La sorte del bambino di 11 anni che nella notte si è lanciato dal balcone di casa “per seguire l’uomo col cappuccio” ha scioccato l’Italia intera. La domanda alla quale stanno cercando di rispondere gli investigatori è “cosa o chi ha spinto il piccolo ad un gesto simile?”, ma per migliaia di genitori il quesito è invece “mio figlio corre gli stessi rischi?”. Se lo chiedono perché ciò che è accaduto a Napoli pare sia collegato ad una sorta di gioco, se così lo si può chiamare, on line. In realtà sarebbe più corretto parlare di trappola. Si tratta di veri e propri adescatori della rete, che prima conquistano la fiducia del piccolo e poi lo fanno precipitare in una rete di minacce basate sulle sue paure più profonde. Cose del tipo “Se non fai ciò che devi i tuoi genitori moriranno”. Ricatti che, non bisogna dimenticarlo, sono rivolti a bambini che spesso non hanno neanche 12 anni, a volte sono sotto i 10, e quindi trovano terreno fertile.
L’ESPERTO
Trova invece una spiegazione differente Federico Tonioni, responsabile dell’Area delle dipendenze del Policlinico Universitario Gemelli Irccs e docente di psichiatria all’Università Cattolica. Intervistato dall’Adnkronos spiega «Non esistono giochi in grado di indurre un adolescente al suicidio, se l’idea di morte, il fatto di non sentirsi vivo, non è già presente dentro di lui, Non conosco il caso del bambino di 11 anni di Napoli, ma nonostante oggi ci siano giochi che regalano esperienze immersive, posso dire che questi non sono in grado di indurre i bambini al suicidi». Un rischio che invece c’è «se il bambino non si sente vivo.
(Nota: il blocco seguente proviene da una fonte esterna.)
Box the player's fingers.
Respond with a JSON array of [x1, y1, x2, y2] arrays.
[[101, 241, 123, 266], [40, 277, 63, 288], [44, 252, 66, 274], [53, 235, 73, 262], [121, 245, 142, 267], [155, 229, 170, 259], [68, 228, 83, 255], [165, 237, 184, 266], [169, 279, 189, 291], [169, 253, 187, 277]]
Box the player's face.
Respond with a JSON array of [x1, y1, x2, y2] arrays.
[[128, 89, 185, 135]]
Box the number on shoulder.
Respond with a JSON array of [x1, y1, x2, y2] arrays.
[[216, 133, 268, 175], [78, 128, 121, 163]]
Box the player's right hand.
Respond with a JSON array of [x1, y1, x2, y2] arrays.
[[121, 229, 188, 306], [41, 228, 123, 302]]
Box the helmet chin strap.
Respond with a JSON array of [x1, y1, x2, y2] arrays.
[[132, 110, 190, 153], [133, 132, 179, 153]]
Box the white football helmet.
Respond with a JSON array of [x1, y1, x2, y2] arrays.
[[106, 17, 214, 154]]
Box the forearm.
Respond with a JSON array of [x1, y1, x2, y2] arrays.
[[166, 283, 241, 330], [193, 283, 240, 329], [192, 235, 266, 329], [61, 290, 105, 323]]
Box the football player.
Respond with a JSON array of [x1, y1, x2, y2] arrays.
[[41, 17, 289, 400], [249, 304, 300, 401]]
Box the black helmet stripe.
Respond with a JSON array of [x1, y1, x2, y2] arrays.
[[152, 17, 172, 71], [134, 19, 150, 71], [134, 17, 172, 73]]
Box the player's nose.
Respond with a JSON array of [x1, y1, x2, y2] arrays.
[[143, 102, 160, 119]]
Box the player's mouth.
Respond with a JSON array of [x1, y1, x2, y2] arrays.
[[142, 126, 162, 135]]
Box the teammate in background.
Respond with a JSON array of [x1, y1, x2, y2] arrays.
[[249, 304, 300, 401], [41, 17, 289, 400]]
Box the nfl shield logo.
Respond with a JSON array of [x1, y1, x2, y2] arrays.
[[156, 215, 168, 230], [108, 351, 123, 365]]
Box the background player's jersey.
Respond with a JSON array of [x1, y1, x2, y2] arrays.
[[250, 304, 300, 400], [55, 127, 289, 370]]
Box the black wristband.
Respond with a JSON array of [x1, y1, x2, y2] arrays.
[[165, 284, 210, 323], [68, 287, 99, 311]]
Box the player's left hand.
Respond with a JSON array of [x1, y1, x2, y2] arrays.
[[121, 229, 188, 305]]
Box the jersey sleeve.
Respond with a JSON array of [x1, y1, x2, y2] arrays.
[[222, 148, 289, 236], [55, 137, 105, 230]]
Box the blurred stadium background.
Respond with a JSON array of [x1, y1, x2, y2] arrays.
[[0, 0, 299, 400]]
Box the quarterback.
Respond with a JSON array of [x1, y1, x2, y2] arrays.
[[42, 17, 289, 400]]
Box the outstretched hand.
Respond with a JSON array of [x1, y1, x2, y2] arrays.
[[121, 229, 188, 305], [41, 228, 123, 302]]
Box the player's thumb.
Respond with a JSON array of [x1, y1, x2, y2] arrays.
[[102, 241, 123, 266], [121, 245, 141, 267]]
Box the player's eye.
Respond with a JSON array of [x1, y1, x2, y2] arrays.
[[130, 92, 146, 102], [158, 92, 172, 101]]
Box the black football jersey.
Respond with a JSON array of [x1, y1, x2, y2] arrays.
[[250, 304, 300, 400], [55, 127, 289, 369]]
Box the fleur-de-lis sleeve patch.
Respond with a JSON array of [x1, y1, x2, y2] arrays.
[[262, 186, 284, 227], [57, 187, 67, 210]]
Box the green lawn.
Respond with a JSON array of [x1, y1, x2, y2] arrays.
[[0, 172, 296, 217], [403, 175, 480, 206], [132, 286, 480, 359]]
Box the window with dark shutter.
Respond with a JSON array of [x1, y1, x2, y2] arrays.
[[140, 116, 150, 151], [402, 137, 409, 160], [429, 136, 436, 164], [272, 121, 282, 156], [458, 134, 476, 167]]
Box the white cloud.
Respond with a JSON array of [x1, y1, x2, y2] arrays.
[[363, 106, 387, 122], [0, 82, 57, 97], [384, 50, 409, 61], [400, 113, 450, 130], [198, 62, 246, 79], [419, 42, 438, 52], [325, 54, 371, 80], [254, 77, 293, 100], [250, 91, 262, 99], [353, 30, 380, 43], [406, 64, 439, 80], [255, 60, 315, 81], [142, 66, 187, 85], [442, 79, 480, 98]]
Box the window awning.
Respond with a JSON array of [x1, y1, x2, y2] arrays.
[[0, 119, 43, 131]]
Ci sono ragazzini apparentemente sani e felici, che in realtà non riescono a deludere le aspettative genitoriali, non riescono ad essere se stessi. Ma se ti senti amato perché sei stato bravo a scuola, o nello sport, non sperimenti un amore gratuito».
LA PORTA APERTA
Differente il parere di molti genitori, che temono invece le minacce provenienti dal web e che possono penetrare nella serenità di qualunque casa attraverso quella porta aperta che sono gli smartphone, i tablet e i pc. Soprattutto i cellulari sono oggi un problema enorme, perché vietare ad un ragazzino di averne uno, i genitori lo sanno, significherebbe discriminarlo dal gruppo dei sui pari; ma al tempo stesso è un dispositivo che non può essere lasciato nelle mani di un bambino di appena 10 anni senza che ci sia un controllo. E forse il problema più grande è proprio questo, spessi i genitori non riescono ad avere il controllo su ciò che “gira” su questi telefoni. Un buon consiglio è quello di verificare tutte le sere il contenuto delle chat dei propri figli (se questi non hanno ancora un’età adatta a gestire in autonomia i dispositivi). Sarebbe bene farlo quando i bambini dormano, così che si sentano tranquilli nell’uso del cellulare, ma che di fatto siano sottoposti al più attento dei “parental control”, quello di una mamma o di un papà. Ci sono poi delle App che si possono istallare sui dispositivi in uso ai bambini per limitare l’accesso a determinati siti o contenuti. E, ultimo accorgimento, sarebbe sempre bene cercare un dialogo su ciò che avviene on line, cercando di entrare nel mondo del bambino creando una complicità. Il resto è affidato al buon senso, ma va anche detto che essere genitori “è il mestiere più difficile del mondo”.